Repair of heart defect discovered incidentally during surgery may not have clear benefit
Patients who have a heart defect known as patent foramen ovale incidentally discovered and repaired during surgery for a different condition may have an increased odds of postoperative stroke, along with no clear benefit on short-term outcomes or long-term survival, according to a study in the July 15 issue of JAMA.
Patent foramen ovale (PFO) is an opening in the upper chambers of the heart that failed to close naturally shortly after birth. The role that PFO plays in cryptogenic (of unknown cause) stroke remains controversial. "The debate over an association has existed for more than a century, but causal data linking PFO and cryptogenic stroke remain anecdotal. Epidemiological evidence is consistent with an increased risk of stroke associated with PFO but data are not conclusive. The paucity of evidence supporting PFO as the mechanism for cryptogenic stroke has left many questions in the field unanswered, including when PFO repair is appropriate," the authors write. A recent survey suggested that cardiothoracic (heart and chest) surgeons may alter planned procedures to repair a newly discovered PFO. How frequently this occurs and the impact on outcomes has been unknown, according to background information in the article.
Richard A. Krasuski, M.D., of the Cleveland Clinic, and colleagues examined the prevalence of PFO incidentally discovered during cardiothoracic surgery and investigated the relationship of repair (closure of the opening) on outcomes and long-term survival. The researchers reviewed the intraoperative transesophageal (through the esophagus) echocardiograms of 13,092 patients without prior diagnosis of PFO or atrial septal defect (an abnormal opening between the left and right atria of the heart) undergoing surgery at the Cleveland Clinic from 1995 through 2006. Postoperative outcomes were collected until discharge.
The authors found that PFO was intraoperatively discovered in 2,277 patients (17 percent). Of patients with newly discovered PFO, 639 (28 percent) underwent surgical repair, nearly all of which were suture closures (97 percent). Patients undergoing repair were more likely to be women, be younger, have a history of stroke or atrial fibrillation.
Further analysis indicated that patients with intraoperatively diagnosed PFO had similar rates of in-hospital stroke and hospital death.

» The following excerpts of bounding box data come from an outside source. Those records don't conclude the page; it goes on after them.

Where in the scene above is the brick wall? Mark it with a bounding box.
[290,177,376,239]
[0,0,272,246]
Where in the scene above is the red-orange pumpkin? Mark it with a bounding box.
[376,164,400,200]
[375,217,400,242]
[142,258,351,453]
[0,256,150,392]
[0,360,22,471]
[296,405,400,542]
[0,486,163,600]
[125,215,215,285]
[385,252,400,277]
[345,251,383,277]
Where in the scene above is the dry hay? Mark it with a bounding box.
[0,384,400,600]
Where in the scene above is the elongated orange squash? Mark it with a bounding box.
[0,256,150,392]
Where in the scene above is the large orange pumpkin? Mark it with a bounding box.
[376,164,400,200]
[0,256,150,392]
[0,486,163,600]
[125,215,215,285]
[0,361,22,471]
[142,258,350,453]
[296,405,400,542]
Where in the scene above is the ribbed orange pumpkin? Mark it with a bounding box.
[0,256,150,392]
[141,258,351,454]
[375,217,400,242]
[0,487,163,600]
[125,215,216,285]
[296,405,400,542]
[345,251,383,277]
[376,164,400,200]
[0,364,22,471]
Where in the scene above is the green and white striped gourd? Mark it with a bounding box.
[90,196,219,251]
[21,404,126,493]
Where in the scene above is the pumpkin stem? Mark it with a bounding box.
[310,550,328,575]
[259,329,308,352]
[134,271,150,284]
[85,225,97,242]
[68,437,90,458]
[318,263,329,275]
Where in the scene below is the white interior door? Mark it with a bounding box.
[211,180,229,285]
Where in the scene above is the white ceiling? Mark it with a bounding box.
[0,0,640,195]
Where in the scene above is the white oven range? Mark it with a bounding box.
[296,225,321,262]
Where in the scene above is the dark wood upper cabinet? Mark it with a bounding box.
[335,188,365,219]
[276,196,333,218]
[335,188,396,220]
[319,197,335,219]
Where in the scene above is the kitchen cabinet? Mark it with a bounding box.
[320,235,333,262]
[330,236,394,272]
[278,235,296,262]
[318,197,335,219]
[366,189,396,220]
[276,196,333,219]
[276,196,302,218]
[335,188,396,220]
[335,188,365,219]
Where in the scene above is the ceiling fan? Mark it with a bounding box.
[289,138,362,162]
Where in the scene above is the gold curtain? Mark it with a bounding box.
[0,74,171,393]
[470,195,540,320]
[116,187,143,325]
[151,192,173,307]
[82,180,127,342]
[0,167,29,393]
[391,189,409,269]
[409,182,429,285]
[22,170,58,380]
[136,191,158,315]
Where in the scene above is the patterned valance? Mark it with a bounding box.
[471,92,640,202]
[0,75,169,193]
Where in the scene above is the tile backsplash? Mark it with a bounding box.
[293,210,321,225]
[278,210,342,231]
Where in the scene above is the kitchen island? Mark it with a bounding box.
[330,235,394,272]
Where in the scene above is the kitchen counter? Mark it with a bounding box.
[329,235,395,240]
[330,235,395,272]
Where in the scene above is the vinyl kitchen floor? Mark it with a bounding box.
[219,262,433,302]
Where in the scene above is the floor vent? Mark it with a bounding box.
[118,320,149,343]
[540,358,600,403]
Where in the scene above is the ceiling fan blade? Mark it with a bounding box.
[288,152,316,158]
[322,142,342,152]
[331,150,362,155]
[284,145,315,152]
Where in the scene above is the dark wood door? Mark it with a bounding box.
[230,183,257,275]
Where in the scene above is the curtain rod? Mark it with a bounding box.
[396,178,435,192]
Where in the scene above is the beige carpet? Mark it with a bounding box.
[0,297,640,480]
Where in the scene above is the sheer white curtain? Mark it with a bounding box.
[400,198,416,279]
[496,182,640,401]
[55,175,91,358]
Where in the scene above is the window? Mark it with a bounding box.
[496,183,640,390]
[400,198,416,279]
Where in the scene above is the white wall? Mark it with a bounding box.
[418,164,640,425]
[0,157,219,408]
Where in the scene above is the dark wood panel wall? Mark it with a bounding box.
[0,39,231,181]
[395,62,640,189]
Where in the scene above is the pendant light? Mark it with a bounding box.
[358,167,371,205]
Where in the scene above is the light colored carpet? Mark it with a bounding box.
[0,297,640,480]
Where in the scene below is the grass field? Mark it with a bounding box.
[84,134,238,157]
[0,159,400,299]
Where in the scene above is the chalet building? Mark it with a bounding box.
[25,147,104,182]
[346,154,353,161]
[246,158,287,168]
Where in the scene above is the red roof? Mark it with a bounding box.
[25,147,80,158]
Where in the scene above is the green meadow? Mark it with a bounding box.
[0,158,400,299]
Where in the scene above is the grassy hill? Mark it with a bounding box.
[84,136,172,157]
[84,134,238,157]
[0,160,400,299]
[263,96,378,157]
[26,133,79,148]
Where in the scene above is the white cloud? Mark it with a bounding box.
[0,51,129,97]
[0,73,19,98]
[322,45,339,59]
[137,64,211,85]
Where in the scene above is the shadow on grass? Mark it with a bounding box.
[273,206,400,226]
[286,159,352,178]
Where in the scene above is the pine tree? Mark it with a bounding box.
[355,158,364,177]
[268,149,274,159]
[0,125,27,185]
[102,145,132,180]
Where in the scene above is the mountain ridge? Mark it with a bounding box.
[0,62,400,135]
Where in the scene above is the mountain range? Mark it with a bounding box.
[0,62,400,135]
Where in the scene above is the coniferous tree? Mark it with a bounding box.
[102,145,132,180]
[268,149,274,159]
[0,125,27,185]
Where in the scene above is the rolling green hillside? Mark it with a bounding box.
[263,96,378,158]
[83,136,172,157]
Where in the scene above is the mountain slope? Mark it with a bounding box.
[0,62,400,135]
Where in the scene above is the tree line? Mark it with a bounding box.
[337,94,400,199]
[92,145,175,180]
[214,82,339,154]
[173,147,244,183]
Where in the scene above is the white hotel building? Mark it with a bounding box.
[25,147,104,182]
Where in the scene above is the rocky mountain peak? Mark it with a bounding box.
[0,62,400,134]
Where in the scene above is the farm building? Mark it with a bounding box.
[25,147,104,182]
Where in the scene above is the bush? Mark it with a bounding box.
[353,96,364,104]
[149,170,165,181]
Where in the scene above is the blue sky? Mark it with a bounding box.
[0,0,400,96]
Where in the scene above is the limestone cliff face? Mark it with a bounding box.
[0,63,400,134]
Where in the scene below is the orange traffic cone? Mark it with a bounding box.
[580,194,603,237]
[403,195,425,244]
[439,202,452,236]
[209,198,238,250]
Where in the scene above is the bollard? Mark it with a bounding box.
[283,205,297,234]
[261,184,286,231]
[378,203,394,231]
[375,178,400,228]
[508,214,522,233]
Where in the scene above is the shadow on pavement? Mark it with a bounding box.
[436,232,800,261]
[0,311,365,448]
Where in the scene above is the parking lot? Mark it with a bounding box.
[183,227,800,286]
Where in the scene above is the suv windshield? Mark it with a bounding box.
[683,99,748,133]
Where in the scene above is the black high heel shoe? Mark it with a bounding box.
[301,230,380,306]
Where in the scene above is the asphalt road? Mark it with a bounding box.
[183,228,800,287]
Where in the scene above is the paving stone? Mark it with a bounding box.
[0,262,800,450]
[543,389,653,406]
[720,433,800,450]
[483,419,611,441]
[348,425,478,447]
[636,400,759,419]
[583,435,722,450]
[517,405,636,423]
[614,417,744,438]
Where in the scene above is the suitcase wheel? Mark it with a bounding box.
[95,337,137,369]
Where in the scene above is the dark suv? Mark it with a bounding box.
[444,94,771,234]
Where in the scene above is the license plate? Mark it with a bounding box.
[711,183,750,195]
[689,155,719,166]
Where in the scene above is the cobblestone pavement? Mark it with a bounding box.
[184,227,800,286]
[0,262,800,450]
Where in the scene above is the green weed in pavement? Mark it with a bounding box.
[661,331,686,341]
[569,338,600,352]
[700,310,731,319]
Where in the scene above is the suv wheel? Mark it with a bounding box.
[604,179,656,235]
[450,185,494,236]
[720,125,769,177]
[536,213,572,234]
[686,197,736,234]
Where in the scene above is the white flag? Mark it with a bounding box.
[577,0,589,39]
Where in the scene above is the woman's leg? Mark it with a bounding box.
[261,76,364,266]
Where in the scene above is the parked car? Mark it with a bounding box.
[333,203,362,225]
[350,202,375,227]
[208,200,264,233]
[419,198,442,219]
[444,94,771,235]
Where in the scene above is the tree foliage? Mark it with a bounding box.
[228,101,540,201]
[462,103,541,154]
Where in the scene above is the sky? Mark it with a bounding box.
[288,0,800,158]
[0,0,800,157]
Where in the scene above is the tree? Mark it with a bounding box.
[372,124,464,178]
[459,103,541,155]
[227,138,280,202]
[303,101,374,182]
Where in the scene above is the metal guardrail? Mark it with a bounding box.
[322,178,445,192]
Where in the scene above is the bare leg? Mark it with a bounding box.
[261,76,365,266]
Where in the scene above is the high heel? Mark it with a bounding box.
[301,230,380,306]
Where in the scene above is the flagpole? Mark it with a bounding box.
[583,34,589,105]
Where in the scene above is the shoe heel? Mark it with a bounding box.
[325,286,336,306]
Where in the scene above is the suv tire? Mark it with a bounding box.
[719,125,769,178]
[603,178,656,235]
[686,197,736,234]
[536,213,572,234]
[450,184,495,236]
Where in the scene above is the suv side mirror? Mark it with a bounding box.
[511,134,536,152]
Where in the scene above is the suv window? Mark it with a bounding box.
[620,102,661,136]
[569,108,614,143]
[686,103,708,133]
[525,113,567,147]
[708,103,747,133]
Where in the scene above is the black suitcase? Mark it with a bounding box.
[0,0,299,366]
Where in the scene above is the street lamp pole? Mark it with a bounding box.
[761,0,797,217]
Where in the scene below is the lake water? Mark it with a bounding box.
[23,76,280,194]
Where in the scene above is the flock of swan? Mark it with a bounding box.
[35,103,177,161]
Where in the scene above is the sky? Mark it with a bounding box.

Length of hospital stay and days spent in the ICU were also similar between those with intraoperatively diagnosed PFO and those without.
Regarding outcomes for patients who underwent PFO repair compared with those who did not, the primary difference noted between the 2 groups was the rate of in-hospital stroke, which was 2.8 percent in the repaired group vs. 1.2 percent in the unrepaired group, representing a nearly 2.5 times greater odds of having in-hospital stroke. The rate of hospital deaths, hospital length of stay, ICU length of stay and time on cardiopulmonary bypass were all similar. Long-term analysis demonstrated that PFO repair was associated with no survival difference.
"In summary, PFO is commonly detected during intraoperative imaging at the time of cardiothoracic surgery. When incidentally discovered, it appears to have a benign short-term and long-term clinical course. While the number of events is small, there was no clear benefit of closure on short-term perioperative outcomes or longer-term mortality. The finding that repair may increase postoperative stroke risk should discourage routine surgical closure and foster further investigation to delineate whether there is any benefit in terms of long-term stroke prevention and which patients might benefit from this intervention," the authors conclude.
More information: JAMA. 2009;302:290-297.